So sind Intellektuelle in der so genannten Ersten Welt zwar als Berater und Mitglieder von Denkfabriken gefragt, doch üben sie nur selten direkte staatliche Macht aus. Anders verhält es sich in der so genannten Dritten Welt, vor allem in Afrika. Die Bildungselite scheint seit jeher dazu bestimmt zu sein, eine zentrale Rolle bei der Ausübung staatlicher Macht zu spielen - sei es durch soziale Zuschreibung oder durch Selbstaufhebung.
Allein in Afrika liefert uns die erste Generation der Herrscher nach der Unabhängigkeit - Kwame Nkrumah in Ghana, Lopold Sedar Senghor im Senegal, Julius Nyerere in Tansania - genügend Beweise, um diese Realität zu verstehen.

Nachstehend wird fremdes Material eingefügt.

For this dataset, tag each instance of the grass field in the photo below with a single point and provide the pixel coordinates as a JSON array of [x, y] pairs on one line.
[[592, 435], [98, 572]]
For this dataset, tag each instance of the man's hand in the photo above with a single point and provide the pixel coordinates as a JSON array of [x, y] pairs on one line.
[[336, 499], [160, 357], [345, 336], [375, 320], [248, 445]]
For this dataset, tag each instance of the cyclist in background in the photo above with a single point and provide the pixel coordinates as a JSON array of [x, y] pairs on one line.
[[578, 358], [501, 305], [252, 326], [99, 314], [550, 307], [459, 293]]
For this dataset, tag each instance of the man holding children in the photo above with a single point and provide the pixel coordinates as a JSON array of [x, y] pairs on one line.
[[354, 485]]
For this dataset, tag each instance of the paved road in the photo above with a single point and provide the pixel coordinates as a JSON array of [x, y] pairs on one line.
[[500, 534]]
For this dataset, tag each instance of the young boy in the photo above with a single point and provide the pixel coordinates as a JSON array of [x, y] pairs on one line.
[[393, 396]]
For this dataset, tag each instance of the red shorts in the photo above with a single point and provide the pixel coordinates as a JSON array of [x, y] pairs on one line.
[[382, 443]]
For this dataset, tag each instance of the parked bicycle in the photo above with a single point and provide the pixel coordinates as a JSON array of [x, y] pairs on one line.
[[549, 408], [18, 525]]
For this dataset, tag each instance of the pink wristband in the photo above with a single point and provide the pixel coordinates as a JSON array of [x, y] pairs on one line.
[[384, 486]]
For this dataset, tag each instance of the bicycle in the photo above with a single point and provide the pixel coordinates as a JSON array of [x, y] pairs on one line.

Auch in Äthiopien haben die Intellektuellen eine Rolle gespielt und einen Einfluss ausgeübt, der in keinem Verhältnis zu ihrer Größe stand. Dies lässt sich grob in zwei Phasen unterteilen, wobei die italienische Besatzung (1936-1941) eine wichtige Zäsur darstellt.
Die Intellektuellen der Vorkriegszeit beschäftigten sich mit einer ganzen Reihe von Anliegen, die von der Bildungsentwicklung bis zur Steuerreform reichten. Sie verfolgten eine im Wesentlichen reformistische Agenda. Die faschistische Invasion Italiens und die anschließende Besetzung beendeten nicht nur ihre Karrieren, sondern schufen durch ihre gnadenlose Politik der Liquidierung der Bildungselite eine Lücke in der intellektuellen Aktivität in den Jahren unmittelbar nach der Befreiung.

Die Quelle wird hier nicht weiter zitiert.